Weitaus weniger bekannt als der „Après-midi d’un faune“ ist das 1912 als „poème danse“ für die Ballets Russes konzipierte Werk „Jeux“. Das letzte Orchesterwerk Debussys ist für viele Musikwissenschaftler gleichzeitig das rätselhafteste – die Partitur scheint sich jeder Analyse zu entziehen, über 60 Tempowechsel erwecken den Eindruck von Diskontinuität, und auch bei der Uraufführung 1913 fiel das Werk durch und wurde durch den nur zwei Wochen später uraufgeführten „Sacre du Printemps“ in den Schatten gestellt. Und doch wirkt das Stück heute radikal modern: Rhythmisch komplex, aber dennoch leichtfüßig verbindet die sich ständig wandelnden Motive und Orchesterfarben dennoch ein innerer Zusammenhang – nicht umsonst nannten Komponisten wie Stockhausen und Ligeti „Jeux“ als sie beeinflussendes Werk, und mit Verweis auf den Inhalt des Stücks, einer Dreiecksgeschichte zwischen einem jungen Mann und zwei Mädchen, die durch einen Tennisball ausgelöst wird, bezeichnete Pierre Boulez das Werk als „der ‚Nachmittag eines Faun‘ in Sportbekleidung“. Im Konzert zu hören ist das Stück dennoch kaum – dabei ermöglicht das groß besetzte Orchester ein Maximum an Kombinations- und Farbmöglichkeiten innerhalb der Orchestergruppen, die sowohl Debussy als auch Les Siècles und François-Xavier Roth in ihrer Interpretation zur vollen Geltung bringen.

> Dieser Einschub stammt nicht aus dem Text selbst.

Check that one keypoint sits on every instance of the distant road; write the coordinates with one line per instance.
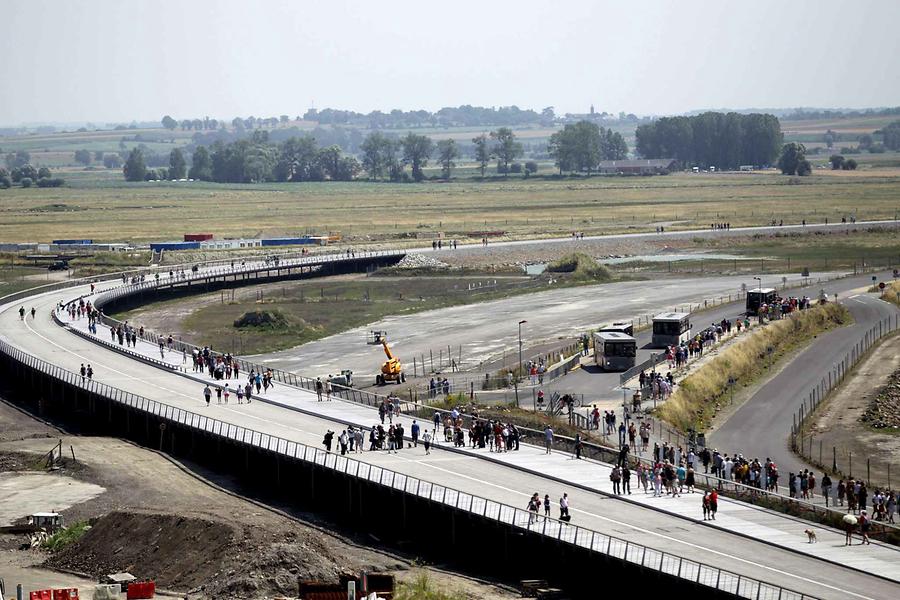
(761, 427)
(678, 234)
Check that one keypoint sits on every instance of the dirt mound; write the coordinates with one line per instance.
(884, 410)
(178, 552)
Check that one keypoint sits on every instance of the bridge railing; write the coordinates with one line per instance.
(575, 535)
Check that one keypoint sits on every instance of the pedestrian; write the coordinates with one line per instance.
(826, 488)
(564, 508)
(616, 477)
(864, 526)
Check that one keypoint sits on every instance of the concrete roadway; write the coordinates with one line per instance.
(792, 568)
(489, 329)
(761, 427)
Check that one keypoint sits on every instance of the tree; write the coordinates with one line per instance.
(791, 155)
(482, 152)
(135, 169)
(374, 152)
(890, 135)
(20, 173)
(83, 157)
(17, 159)
(177, 164)
(507, 149)
(447, 154)
(201, 165)
(416, 152)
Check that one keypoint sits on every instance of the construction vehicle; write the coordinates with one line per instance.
(391, 369)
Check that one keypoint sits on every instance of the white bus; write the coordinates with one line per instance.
(614, 350)
(670, 329)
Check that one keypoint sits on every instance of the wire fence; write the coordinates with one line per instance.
(817, 449)
(517, 518)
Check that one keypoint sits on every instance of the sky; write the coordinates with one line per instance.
(122, 60)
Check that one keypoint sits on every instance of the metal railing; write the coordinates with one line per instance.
(575, 535)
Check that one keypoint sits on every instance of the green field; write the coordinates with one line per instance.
(110, 209)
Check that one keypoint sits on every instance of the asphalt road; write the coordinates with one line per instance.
(761, 427)
(488, 331)
(470, 474)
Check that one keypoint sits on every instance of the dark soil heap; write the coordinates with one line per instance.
(884, 410)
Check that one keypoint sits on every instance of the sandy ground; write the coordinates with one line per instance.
(137, 482)
(837, 423)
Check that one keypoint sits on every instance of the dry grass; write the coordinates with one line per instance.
(695, 401)
(112, 210)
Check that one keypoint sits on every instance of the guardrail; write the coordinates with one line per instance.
(575, 535)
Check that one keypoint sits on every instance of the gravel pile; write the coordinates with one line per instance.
(884, 410)
(420, 261)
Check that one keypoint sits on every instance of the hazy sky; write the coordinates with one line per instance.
(116, 60)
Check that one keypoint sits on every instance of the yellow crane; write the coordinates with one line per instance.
(391, 369)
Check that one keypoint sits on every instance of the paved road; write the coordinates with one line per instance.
(761, 427)
(791, 563)
(488, 330)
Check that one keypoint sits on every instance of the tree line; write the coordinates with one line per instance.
(723, 140)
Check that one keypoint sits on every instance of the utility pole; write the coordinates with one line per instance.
(519, 371)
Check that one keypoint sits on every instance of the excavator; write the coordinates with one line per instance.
(391, 369)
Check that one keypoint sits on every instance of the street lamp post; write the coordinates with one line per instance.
(519, 372)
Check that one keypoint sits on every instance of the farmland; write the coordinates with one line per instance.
(106, 208)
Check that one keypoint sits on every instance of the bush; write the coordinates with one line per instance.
(580, 266)
(695, 401)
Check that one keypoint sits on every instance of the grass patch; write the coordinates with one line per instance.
(580, 267)
(64, 537)
(696, 400)
(422, 587)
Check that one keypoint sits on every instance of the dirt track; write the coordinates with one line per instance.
(163, 521)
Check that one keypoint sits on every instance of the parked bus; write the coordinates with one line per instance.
(614, 350)
(757, 297)
(626, 327)
(670, 329)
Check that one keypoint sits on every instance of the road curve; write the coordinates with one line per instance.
(785, 566)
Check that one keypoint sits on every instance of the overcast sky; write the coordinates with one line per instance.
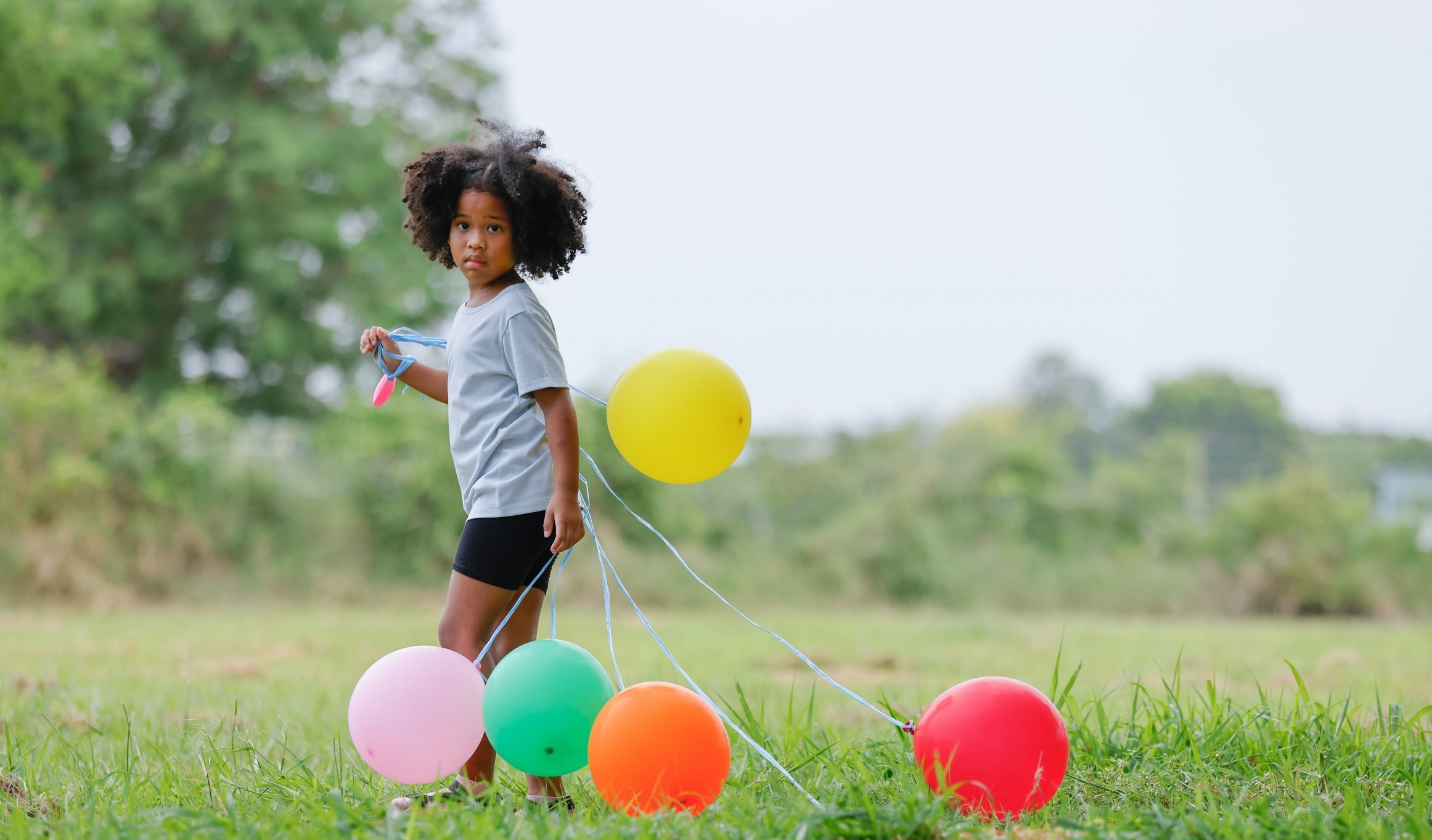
(874, 211)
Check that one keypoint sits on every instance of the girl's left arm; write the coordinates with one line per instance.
(563, 513)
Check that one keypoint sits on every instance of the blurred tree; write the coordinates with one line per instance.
(211, 190)
(1053, 384)
(1056, 391)
(1240, 425)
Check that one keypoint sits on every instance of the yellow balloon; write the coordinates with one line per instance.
(679, 415)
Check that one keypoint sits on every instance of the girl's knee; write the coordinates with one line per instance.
(457, 634)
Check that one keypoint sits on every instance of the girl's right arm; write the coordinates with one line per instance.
(426, 378)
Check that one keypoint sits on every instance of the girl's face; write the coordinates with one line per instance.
(481, 238)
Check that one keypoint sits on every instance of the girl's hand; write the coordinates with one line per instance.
(371, 336)
(565, 517)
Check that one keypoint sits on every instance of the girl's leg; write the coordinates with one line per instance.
(473, 611)
(516, 633)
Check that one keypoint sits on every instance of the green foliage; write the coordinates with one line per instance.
(1240, 425)
(189, 187)
(119, 499)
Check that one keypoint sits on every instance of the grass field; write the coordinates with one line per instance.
(229, 723)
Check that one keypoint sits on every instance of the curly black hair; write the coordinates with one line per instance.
(543, 202)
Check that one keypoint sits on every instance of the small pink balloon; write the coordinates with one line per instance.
(382, 393)
(417, 714)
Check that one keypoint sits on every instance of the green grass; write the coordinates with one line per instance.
(229, 723)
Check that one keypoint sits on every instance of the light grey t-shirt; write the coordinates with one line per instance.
(497, 356)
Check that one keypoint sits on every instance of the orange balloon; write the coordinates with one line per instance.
(659, 746)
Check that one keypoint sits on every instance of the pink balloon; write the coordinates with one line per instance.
(417, 714)
(382, 393)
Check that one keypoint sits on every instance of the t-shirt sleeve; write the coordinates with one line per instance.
(530, 345)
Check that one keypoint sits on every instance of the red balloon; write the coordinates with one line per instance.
(994, 746)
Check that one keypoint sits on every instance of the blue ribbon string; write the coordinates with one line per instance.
(409, 335)
(404, 362)
(552, 590)
(606, 592)
(517, 603)
(606, 561)
(906, 726)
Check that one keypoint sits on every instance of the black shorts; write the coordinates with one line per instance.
(506, 552)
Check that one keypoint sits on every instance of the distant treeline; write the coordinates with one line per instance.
(1203, 500)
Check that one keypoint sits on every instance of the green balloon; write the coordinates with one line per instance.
(540, 704)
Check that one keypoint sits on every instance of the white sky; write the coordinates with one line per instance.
(875, 214)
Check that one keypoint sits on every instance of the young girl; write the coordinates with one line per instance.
(502, 216)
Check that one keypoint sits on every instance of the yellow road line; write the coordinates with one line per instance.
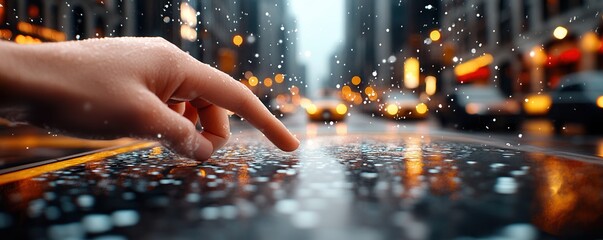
(35, 171)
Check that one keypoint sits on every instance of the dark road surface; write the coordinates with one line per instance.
(347, 181)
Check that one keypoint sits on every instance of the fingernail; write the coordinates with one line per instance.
(204, 149)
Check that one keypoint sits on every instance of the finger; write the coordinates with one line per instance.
(190, 113)
(220, 89)
(174, 130)
(214, 119)
(178, 107)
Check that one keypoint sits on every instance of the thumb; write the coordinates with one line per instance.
(175, 132)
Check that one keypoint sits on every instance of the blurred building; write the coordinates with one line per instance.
(257, 37)
(522, 47)
(380, 36)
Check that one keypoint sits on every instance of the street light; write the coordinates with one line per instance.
(237, 40)
(560, 32)
(411, 73)
(435, 35)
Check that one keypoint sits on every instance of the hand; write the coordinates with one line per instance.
(135, 87)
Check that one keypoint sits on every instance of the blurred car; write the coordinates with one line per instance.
(329, 109)
(537, 105)
(479, 107)
(402, 105)
(578, 99)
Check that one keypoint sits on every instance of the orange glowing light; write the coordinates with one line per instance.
(253, 81)
(391, 109)
(421, 108)
(279, 78)
(600, 101)
(267, 82)
(346, 90)
(237, 40)
(32, 172)
(294, 90)
(473, 65)
(435, 35)
(356, 80)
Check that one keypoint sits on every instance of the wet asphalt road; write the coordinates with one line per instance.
(366, 179)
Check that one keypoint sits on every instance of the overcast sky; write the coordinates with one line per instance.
(320, 30)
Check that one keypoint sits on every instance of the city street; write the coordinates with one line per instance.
(367, 178)
(416, 119)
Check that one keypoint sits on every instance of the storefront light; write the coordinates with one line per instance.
(590, 42)
(411, 73)
(600, 101)
(560, 32)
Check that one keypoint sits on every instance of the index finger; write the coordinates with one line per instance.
(212, 85)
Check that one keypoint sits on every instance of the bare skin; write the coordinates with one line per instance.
(129, 87)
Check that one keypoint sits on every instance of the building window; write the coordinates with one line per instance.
(526, 17)
(482, 32)
(34, 11)
(79, 23)
(2, 12)
(505, 28)
(99, 30)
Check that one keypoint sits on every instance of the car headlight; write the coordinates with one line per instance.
(341, 109)
(391, 109)
(311, 109)
(421, 108)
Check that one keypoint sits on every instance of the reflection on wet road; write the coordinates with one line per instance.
(335, 187)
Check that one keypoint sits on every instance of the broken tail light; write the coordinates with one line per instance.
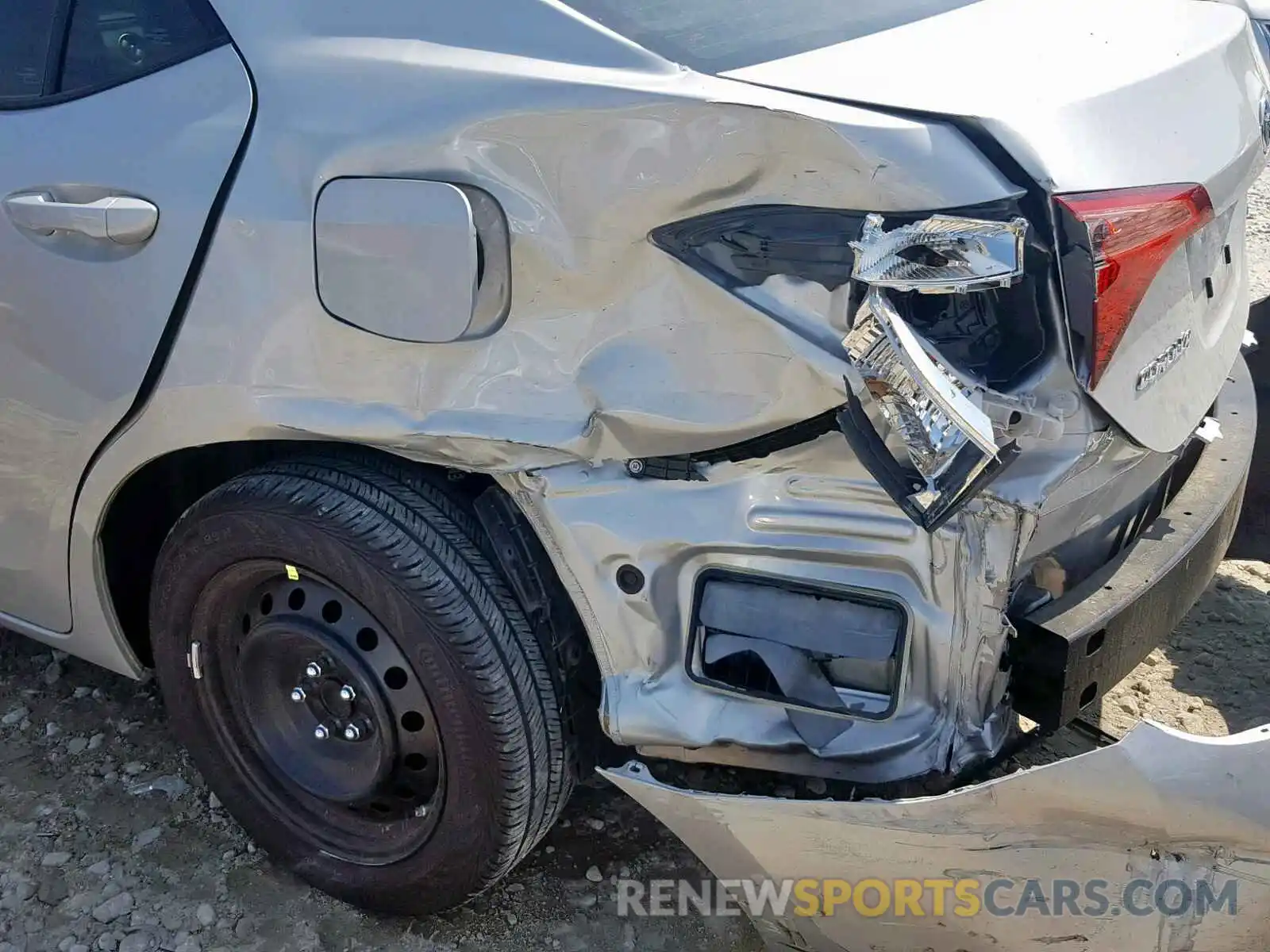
(1128, 235)
(912, 418)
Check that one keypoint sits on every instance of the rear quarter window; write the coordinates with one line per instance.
(714, 36)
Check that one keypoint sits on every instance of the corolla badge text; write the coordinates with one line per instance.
(1164, 363)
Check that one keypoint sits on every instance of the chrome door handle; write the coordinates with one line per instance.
(120, 219)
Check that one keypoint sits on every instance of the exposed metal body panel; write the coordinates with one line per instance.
(611, 349)
(83, 317)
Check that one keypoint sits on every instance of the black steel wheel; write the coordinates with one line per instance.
(357, 683)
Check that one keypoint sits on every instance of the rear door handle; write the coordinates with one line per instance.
(120, 219)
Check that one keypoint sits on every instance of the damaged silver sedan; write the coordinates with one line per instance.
(478, 397)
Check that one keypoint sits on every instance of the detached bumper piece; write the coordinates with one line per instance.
(899, 386)
(1071, 651)
(1149, 824)
(825, 653)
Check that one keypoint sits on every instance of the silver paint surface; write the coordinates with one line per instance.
(80, 319)
(1160, 805)
(611, 348)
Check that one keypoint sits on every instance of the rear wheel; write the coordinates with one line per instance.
(357, 683)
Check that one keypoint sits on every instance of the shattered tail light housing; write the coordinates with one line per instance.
(914, 420)
(1128, 235)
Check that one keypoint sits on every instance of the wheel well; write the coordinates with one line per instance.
(154, 498)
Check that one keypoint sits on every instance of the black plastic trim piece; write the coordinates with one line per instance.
(1073, 651)
(181, 306)
(808, 588)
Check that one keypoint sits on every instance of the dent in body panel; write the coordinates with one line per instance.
(1159, 806)
(611, 348)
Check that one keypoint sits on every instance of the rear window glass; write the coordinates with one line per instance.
(713, 36)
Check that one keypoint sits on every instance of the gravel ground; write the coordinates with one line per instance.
(110, 841)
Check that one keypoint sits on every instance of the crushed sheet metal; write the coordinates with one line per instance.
(1160, 805)
(973, 254)
(810, 513)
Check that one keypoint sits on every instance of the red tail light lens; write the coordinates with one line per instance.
(1132, 232)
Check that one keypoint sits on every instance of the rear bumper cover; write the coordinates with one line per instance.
(1160, 812)
(1072, 651)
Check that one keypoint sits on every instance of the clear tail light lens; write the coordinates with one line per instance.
(1130, 234)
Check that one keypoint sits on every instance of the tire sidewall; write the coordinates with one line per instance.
(214, 537)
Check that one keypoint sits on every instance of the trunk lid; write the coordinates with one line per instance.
(1092, 95)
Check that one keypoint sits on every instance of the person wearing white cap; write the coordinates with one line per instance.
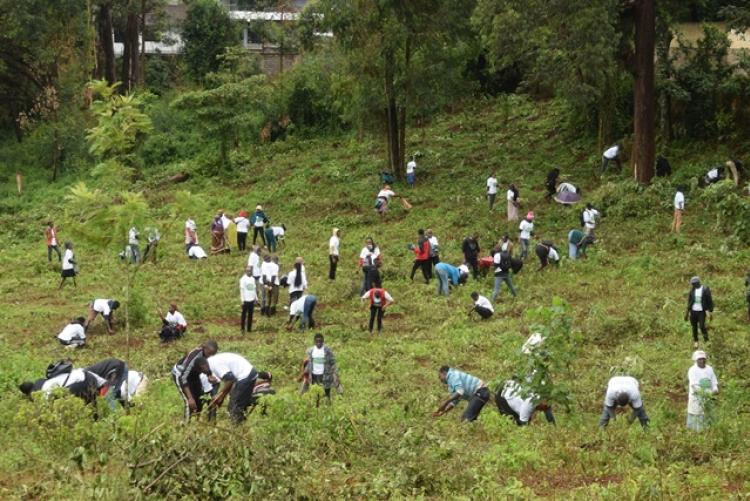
(622, 391)
(700, 302)
(702, 385)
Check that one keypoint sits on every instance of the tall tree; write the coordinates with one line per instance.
(644, 124)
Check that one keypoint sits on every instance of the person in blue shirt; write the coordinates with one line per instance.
(463, 386)
(448, 275)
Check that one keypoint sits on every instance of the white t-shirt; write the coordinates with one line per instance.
(292, 276)
(248, 289)
(223, 363)
(623, 384)
(526, 228)
(71, 332)
(318, 360)
(175, 318)
(387, 194)
(67, 265)
(484, 303)
(368, 256)
(197, 252)
(269, 272)
(254, 260)
(298, 306)
(553, 255)
(333, 245)
(102, 306)
(698, 301)
(243, 224)
(612, 152)
(679, 200)
(523, 407)
(491, 185)
(700, 381)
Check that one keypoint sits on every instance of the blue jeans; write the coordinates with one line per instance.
(499, 279)
(443, 282)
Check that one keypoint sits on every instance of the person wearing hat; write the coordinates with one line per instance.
(259, 220)
(699, 304)
(702, 385)
(243, 226)
(622, 391)
(526, 230)
(333, 253)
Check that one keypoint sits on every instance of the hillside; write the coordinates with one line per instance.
(379, 440)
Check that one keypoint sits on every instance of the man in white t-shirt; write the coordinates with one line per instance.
(105, 308)
(511, 402)
(73, 335)
(679, 208)
(482, 306)
(491, 189)
(411, 176)
(238, 377)
(622, 391)
(612, 154)
(333, 253)
(702, 386)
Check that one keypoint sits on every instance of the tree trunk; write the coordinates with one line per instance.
(664, 74)
(643, 120)
(106, 42)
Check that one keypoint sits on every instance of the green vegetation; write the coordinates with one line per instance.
(378, 440)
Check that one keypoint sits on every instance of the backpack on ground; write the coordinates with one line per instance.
(58, 368)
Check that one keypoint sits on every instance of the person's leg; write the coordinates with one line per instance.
(372, 317)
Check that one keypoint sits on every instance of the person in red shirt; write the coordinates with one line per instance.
(379, 300)
(422, 257)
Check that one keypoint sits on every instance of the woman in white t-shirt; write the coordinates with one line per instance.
(333, 253)
(68, 266)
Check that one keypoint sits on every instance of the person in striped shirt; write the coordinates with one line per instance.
(463, 386)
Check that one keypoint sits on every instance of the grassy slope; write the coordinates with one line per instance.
(379, 439)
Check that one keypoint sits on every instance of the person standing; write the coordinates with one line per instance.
(51, 234)
(679, 207)
(68, 265)
(243, 226)
(379, 300)
(369, 261)
(513, 202)
(463, 386)
(135, 250)
(269, 278)
(612, 154)
(333, 253)
(248, 296)
(526, 231)
(411, 176)
(421, 257)
(503, 267)
(238, 378)
(297, 280)
(189, 375)
(320, 368)
(700, 303)
(471, 250)
(491, 190)
(259, 221)
(434, 247)
(482, 306)
(702, 386)
(622, 391)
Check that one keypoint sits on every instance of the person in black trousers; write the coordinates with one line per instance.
(699, 304)
(471, 251)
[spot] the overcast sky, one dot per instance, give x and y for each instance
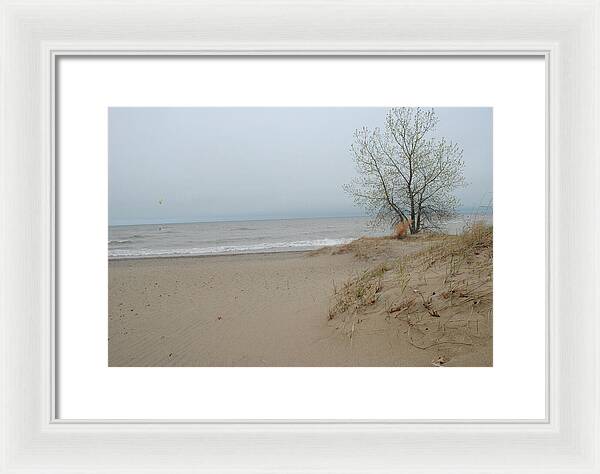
(206, 164)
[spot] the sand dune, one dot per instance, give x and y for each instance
(283, 309)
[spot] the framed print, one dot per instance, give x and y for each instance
(337, 245)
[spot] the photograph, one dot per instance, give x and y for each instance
(300, 236)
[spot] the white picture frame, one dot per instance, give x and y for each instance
(34, 35)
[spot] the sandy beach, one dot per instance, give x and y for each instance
(288, 309)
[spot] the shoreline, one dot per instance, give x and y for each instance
(241, 254)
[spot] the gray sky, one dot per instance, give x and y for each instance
(204, 164)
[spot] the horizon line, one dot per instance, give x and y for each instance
(202, 221)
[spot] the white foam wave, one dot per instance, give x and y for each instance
(228, 249)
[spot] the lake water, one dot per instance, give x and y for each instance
(218, 238)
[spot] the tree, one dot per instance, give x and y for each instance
(406, 173)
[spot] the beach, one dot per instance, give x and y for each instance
(275, 309)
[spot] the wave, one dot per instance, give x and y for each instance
(227, 249)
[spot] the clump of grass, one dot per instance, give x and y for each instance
(401, 229)
(477, 238)
(359, 292)
(401, 275)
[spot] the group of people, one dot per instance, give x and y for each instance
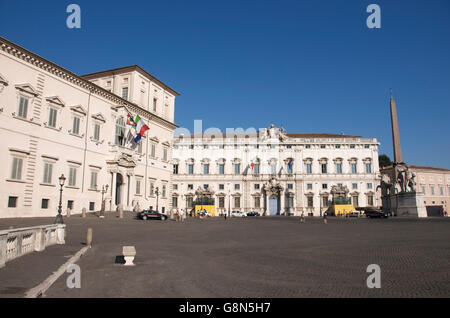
(325, 215)
(180, 215)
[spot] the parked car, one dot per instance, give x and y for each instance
(151, 215)
(238, 214)
(375, 214)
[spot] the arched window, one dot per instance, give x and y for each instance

Das dritte Werk der Einspielung ist wiederum ein anerkannter musikalischer Meilenstein und Bindeglied zwischen der Musik der Romantik und Moderne: Die drei „Nocturnes“, 1900 von Debussy komponiert, wurden durch Werke der Bildenden Kunst inspiriert und behandeln laut Debussy selbst „alle Eindrücke und speziellen Beleuchtungen, die in diesem Wort enthalten sein können“. Die drei Stücke unterscheiden sich zwar in ihren jeweiligen Stimmungen, sind aber alle drei atmosphärische Studien, die subtil versuchen, eine einzige Farbe in verschiedenen Besetzungen wiederzugeben, was beispielsweise in der Malerei einer Studie in Grau entspräche.“, wie Debussy schrieb. So sind auch das eher schemenhafte, ruhigere „Nuages“, die schnelleren „Fêtes“ und das melancholische „Sirènes“, in dem auch ein textloser Frauenchor zum Einsatz kommt, Höhepunkte in Debussys Orchestrierungskunst, die vom Orchester ein Höchstmaß an Differenzierung verlangen und damit optimale Vorlage für einen Beweis der musikalischen Klasse von Les Siècles sind.

Auf der neuen Aufnahme bei harmonia mundi sind diese Schlüsselwerke Debussys nicht nur akustisch zu erleben; auf einer Bonus-DVD kann man den Originalklang von Les Siècles und François-Xavier Roth auch durch einen Mitschnitt aus der beeindruckenden Kulisse der Alhambra vom Juni dieses Jahres wirken lassen. Neben „Jeux“ und den „Nocturnes“ ist dort auch der selten zu hörende „Marche écosaisse, sur un thème populaire“ vertreten, den Debussy auf Grundlage einer schottischen Dudelsackmelodie komponierte. Les Siècles und François-Xavier Roth vereinen damit sowohl Meilensteine der Musikgeschichte als auch seltener zu hörende Werke Debussys in ihrer maximalen orchestralen Leuchtkraft – ein mehr als würdiger Beitrag zum ausgehenden Debussy-Jahr.